En effet, sur la rive du Nil, près de l’embouchure, se tient dans une tour un brigand qui tue les paysans et les voyageurs, et, pillant tout le monde, porte ses ravages jusqu’au Caire. Personne ne peut lui résister; on raconte que c’est en vain qu’on chercherait à lui arracher la vie. Il a déjà reçu plus de cent mille blessures, et jamais on n’a pu parvenir à le tuer.

Pour voir s’il peut faire trancher le fil de sa vie par la Parque, Astolphe s’en va à la recherche d’Orrile – c’est ainsi que s’appelait le brigand – et arrive à Damiette. De là, il parvient à l’endroit où le Nil entre dans la mer, et voit, sur la rive, la grande tour où demeure la brute enchantée, née d’un lutin et d’une fée.

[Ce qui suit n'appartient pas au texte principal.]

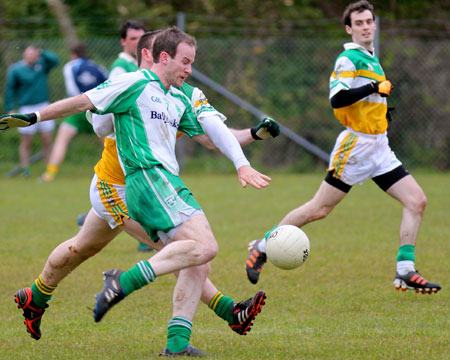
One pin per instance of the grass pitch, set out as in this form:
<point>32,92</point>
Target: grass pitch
<point>340,305</point>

Il arrive au moment où une cruelle bataille se livre entre Orrile et deux guerriers. Orrile est seul, et cependant il harcèle tellement ses deux adversaires, qu’ils ont grand peine à s’en défendre. Pourtant l’un et l’autre ont par tout le monde un grand renom de vaillance. Ce sont les deux fils d’Olivier: Griffon le Blanc, et Aquilant le Noir.

Il est vrai que le mécréant était venu au combat avec un grand avantage. Il avait amené avec lui sur le terrain de la lutte une bête féroce que l’on trouve seulement dans ces contrées. Elle vit à la fois sur le rivage et au fond du fleuve. Les corps humains sont sa nourriture, et elle dévore les voyageurs imprudents et les malheureux nautoniers.

La bête gisait morte sur le sable, près du port, tuée par la main des deux frères; mais Orrile n’en est pas moins redoutable. Plusieurs fois l’un et l’autre de ses adversaires ont mis ses membres en pièces sans qu’il en soit mort. On ne pouvait pas même le tuer en le taillant en morceaux, car dès qu’on lui avait coupé une main ou une jambe, il la recollait comme si elle avait été de cire.

Tantôt Griffon lui fend la tête jusqu’aux dents, tantôt Aquilant la lui tranche jusqu’à la poitrine; il se rit toujours de leurs coups. Eux s’irritent de voir qu’ils n’obtiennent aucun résultat. Que celui qui a jamais vu l’argent fondu, nommé mercure par les alchimistes, tomber de haut et s’éparpiller, puis se réunir en une seule masse comme avant, se représente Orrile.